責任感の塊のような島崎は、放っておけば文字通り寝食を忘れて働き続けてしまう。その為、過去何度か過労で倒れてしまった事があった。
そのような事にならないように、ひとみは島崎の傍に影のように付き従ってスケジュールを調整し、時には無理矢理にでも休養を取らせる。それが職務だと言えばそれまでだ。だが、彼女の島崎への接し方は、単なる秘書の域を越えていた。その言動は、父親の身を案ずる娘のような愛情に満ち溢れている。
早くに妻を亡くし子供もいない島崎は、献身的に自分に仕えてくれるひとみを実の娘のように思っている。そしてそれ故に、つい甘えが出てしまい、他の人間には決して見せない剥き出しの感情をひとみにぶつけてしまうことがあった。
今も、そうだった。心労から来る苛立ちに、ついひとみを怒鳴りつけてしまったのだ。
「い、いや。すまん。謝るのは私の方だ。つい、八つ当たりをしてしまって…。そうだな、君の言う通りだ。少し休もう。午前中の予定はキャンセルできるか?」
狼狽した声で島崎が尋ねると、ひとみは顔を上げた。目に浮かんだ涙を指で拭い、明るい声で答える。
「はい。管理部との打ち合わせがありますが、これは合同葬儀が終わった後にすれば良いかと思います」
「では、そうしよう。すまないが、私はちょっと休ませてもらう。もし緊急事態が起きたら、すぐに起こしてくれ」
「承知しました」
「正田上級兵」
踵を返しかけたひとみを、島崎は慌てて呼び止めた。
「はい、何でしょうか」
「その、なんだ。プライベートな事を聞くのは気が引けるが…。
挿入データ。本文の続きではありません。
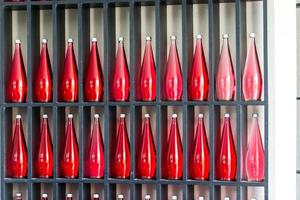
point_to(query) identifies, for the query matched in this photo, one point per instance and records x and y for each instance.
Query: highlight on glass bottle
(146, 153)
(120, 161)
(68, 89)
(225, 77)
(172, 82)
(94, 163)
(147, 75)
(174, 158)
(44, 155)
(226, 158)
(252, 77)
(199, 163)
(120, 82)
(198, 80)
(93, 84)
(17, 160)
(43, 78)
(255, 156)
(16, 85)
(69, 158)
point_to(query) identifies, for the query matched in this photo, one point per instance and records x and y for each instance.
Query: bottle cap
(44, 195)
(173, 37)
(69, 195)
(225, 36)
(121, 39)
(148, 38)
(70, 116)
(252, 35)
(227, 115)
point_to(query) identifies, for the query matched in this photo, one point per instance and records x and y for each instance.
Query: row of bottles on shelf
(172, 165)
(198, 80)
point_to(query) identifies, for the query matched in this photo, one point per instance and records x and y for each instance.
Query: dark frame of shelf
(56, 7)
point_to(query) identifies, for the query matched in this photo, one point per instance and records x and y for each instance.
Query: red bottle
(226, 155)
(69, 81)
(95, 157)
(93, 85)
(17, 161)
(255, 156)
(147, 75)
(69, 160)
(252, 78)
(16, 88)
(44, 157)
(174, 159)
(146, 155)
(121, 153)
(225, 79)
(120, 84)
(198, 77)
(199, 161)
(43, 80)
(173, 76)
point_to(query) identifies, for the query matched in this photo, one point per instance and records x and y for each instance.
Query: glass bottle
(44, 157)
(93, 85)
(16, 86)
(225, 78)
(121, 154)
(174, 158)
(147, 75)
(252, 78)
(198, 82)
(120, 84)
(226, 158)
(17, 161)
(43, 78)
(173, 76)
(69, 81)
(146, 159)
(255, 156)
(95, 156)
(199, 160)
(69, 159)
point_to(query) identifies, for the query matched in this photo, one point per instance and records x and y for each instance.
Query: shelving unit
(58, 20)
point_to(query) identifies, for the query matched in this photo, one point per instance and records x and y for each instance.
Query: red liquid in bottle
(252, 78)
(93, 85)
(226, 155)
(172, 83)
(44, 157)
(147, 75)
(16, 88)
(17, 161)
(199, 161)
(95, 157)
(255, 156)
(69, 159)
(146, 159)
(198, 78)
(174, 159)
(43, 80)
(120, 84)
(225, 79)
(69, 82)
(121, 154)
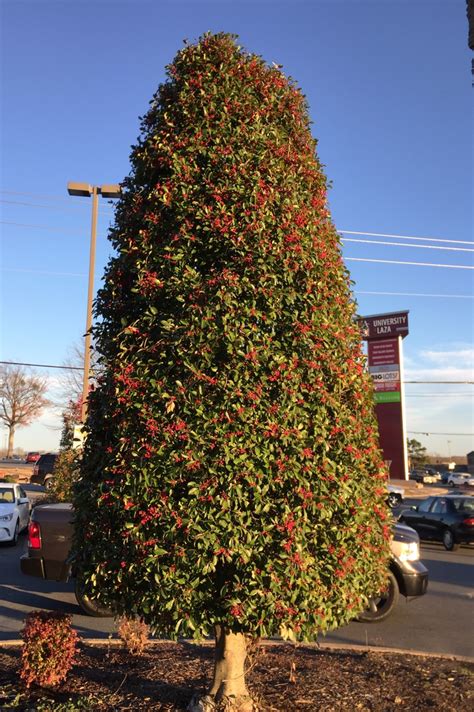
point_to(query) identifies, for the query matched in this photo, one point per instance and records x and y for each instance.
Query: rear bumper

彼とは…竹田少尉とは巧くいっているか?」
「ご存知、だったんですか? え、ええ、巧くいっています」
まさか、“昨夜も、何度も愛し合いました”とは言えなかった。
「知っていたよ。伊達に年はとっていないからね。私にとって、神白の市民は皆、家族みたいなものだ。そして、その中でも特に、君には幸せになってもらいたいのだ」
はにかみながらも真剣な口調で言う島崎に、ひとみはほのぼのとした暖かさを感じた。
「父さんが納得するような男を見つけて、そして幸せになってくれ」
ひとみがデートをするような年頃になった時、ひとみの父は、今の島崎と同じ表情と口調で言ったものだ。
だが、その父親はもうこの世にはいない。いや、それどころか血の繋がった者は誰一人として、この世に存在していない。
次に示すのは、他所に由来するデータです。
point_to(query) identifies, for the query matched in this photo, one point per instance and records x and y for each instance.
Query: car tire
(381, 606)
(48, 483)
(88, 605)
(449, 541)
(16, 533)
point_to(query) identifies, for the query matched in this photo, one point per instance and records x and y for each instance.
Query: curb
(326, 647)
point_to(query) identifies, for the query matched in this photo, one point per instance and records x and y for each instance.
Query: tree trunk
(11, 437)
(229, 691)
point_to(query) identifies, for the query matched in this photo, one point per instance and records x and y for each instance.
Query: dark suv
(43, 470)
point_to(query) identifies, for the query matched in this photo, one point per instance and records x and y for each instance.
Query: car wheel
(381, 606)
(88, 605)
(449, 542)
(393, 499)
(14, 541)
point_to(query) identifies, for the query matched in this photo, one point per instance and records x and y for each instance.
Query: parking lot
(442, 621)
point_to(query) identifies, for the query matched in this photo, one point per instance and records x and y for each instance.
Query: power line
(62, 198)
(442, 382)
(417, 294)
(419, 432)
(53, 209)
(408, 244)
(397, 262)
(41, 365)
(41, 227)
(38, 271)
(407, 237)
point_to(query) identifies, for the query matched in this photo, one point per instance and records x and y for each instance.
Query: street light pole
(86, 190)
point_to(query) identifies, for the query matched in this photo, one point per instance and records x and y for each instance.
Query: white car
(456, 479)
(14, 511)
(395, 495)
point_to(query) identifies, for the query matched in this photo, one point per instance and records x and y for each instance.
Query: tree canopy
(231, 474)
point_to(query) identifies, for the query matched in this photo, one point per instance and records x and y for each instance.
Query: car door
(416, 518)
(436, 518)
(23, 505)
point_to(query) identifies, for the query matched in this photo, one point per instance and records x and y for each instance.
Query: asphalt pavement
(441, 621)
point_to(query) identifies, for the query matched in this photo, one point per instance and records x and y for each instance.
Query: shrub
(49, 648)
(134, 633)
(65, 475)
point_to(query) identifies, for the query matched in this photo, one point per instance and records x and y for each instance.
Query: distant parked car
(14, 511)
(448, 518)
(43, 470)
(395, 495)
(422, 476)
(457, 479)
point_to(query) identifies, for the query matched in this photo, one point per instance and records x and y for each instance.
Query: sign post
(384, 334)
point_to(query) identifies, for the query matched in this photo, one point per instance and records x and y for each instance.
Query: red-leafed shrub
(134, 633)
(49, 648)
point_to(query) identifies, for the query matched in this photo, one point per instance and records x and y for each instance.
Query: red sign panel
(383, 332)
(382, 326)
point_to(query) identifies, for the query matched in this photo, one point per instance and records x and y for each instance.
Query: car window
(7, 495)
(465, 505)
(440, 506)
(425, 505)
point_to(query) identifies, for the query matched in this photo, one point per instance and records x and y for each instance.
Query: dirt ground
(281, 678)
(でも、その代わり、今の私には島崎順一という父親がいる。そして、愛する人と仲間達が…)
「ありがとうございます。きっと、きっと幸せになります」
島崎のやつれた青白い顔に、満面の笑みが浮かんだ。だが、その笑顔はすぐにぼやけ始めた。
ぼやけたのは、ひとみの切れ長の目に湧き出した涙のせいだった。